Tesco, le Carrefour anglais, se lance dans l'édition de logiciels Les consommateurs britanniques pourront acheter une suite bureautique ou un antivirus sous la marque de ce distributeur. Hélène Puel , 01net., le 02/10/2006 à 18h00 Hier magasin alimentaire, aujourd'hui fournisseur d'accès à Internet ou encore opérateur mobile... Demain, Tesco ajoutera une corde supplémentaire à son arc : l'édition de logiciels. Le géant britannique de la distribution va lancer dans le courant du mois d'octobre six packs logiciels sous sa propre marque. La gamme des produits s'étendra à des outils de sécurité, à un assistant de gravure pour CD et DVD, en passant par un éditeur de photos. Elle devrait même comprendre une suite bureautique incluant traitement de texte, tableur et base de données. Tesco vient ainsi chatouiller Symantec ou Microsoft dans leur pré carré, sur un marché mondial que le britannique estime à 8,5 milliards de livres sterling (12,6 milliards d'euros). Afin de s'y tailler une part, le supermarché va casser les prix. Il promet que tous les titres coûteront moins de 20 livres sterling, soit un prix inférieur à 30 euros. A titre de comparaison, Microsoft distribue la version standard de sa suite Office 2003 à plus de 450 euros l'unité. Afin de tirer les prix vers le bas, Tesco s'est associé avec le distributeur Formjet. Cette société britannique négocie les droits territoriaux avec des fabricants de logiciels comme Panda Software ou encore l'éditeur de suite bureautique Ability Software International.

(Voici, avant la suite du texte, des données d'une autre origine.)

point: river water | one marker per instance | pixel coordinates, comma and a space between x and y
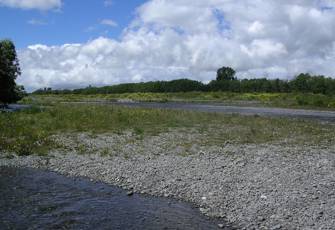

Les produits seront tout d'abord disponibles dans une centaine de points de vente sélectionnés, pour être commercialisés par la suite dans tous les magasins Tesco. Ils seront vendus seuls ou couplés avec des ordinateurs. Pour l'occasion, un nouveau site Tescosoftware.com va être mis en ligne. Il y dispensera des conseils. Les logiciels pourront également y être achetés. Le supermarché, qui dispose d'un magasin à Calais, n'a pas été en mesure de nous indiquer à ce jour s'ils pourraient l'être depuis la France.